両親は不安で一杯だが気丈に振る舞っている。

「はい。お父様もお母様もどうか気をつけてください。」

ハンナ達は父と母とそれぞれ抱き合って別れを告げた。

「あの、私達はどうすれば良いですか?」

ハンナが村長に聞いた。

「村人が今、結界を張っています。そうすると馬が近づけなくなるので皇帝達は歩いてここまで来るはずです。その時間は徒歩一時間程です。ここまで来たら私が皇帝を迎え入れ時間を稼ぎます。今からハンナお嬢様達を瞬間移動で城へ送ります。皇帝が居ない時がリテとエトワール皇子を探すチャンスです。私も行きたいのだがこの村の者達を守らなければいけません。」

「承知しました。リテ様の事は私達に任せてください。もう直ぐに移動出来ますか?」

「あと五分待ってもらってよいかな。」

村長はハンナにそう言うと自分の机の引き出しを開けて何か探し始めた。

「これをあなた達にあげよう。」

そう言うと村長は短剣をハンナとエクラに渡した。

「これだと女の子でも持ちやすいじゃろ。サーブルさんにはこれじゃ。」

そういって村長から渡されたのは小さな銃だ。

「えっ、このような物頂いていいのですか?」

サーブルはまさかこんな物騒な物が出てくるなんて思っていなかったので驚いた。

「いやいや。これは殺傷能力はかなり低い空気銃の様な物だ。だがサーブルさんが持つと本物に見えるだろう。人の心を惑わし時間稼ぎになるじゃろ。」

「分かりました。ではここぞという時に使わせて頂きます。」

サーブルは銃を受け取り懐へ隠した。

「では、心の準備はいいかな?」

ハンナは息を大きく吸い込んだ。

「はい。私は大丈夫です。」

「私も準備出来ました。」

エクラも手をグッと握り答えた。

「私もいつでも大丈夫です。」

「お、おっと!その前に大切な物を忘れておった。」

村長が焦ってもう一つ何かを棚から大切そうに持って来た。

「これは私の瞬間移動の力が込められているペンダントじゃ。一度限り、一人だけに使える。もし何かあった時にこれを使いなさい。」

ハンナがペンダントを受け取るとパアっと不思議な色を放ち輝いた。

「いいか、一人だけ一回のみだからな。気を付けなさい。」

「ありがとうございます。何から何までありがとうございます。

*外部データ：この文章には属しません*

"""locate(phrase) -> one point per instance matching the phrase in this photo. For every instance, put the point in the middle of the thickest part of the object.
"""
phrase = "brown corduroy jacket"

」

「いや。私達の方こそお礼を言わなければならない。リテとエトワールの為に危険を冒してまで助けに行ってくれるなんて。」

「あの二人がこのままあの皇帝の傍に居るのはとても危険です。私達に任せて下さい。」

「ありがとう。さあ。そろそろ時間だ。いいかい、いくよ。」

村長が声をかけた。

「はい。では行って来ます。」

ハンナ達三人は目をつぶって手を繋いだ。

「いくぞ!しっかり手を握って……」

村長が何か呪文の様な物を唱えているのが聞こえた気がしたと思ったら、竜巻の中に居るかのような風の音が聞こえ始め身体が回転している感覚に陥った。

「うっ!」

三人は一瞬、息が出来なくなって身体中に物凄い衝撃を受け目を開けると、城の離れの物置小屋に居た。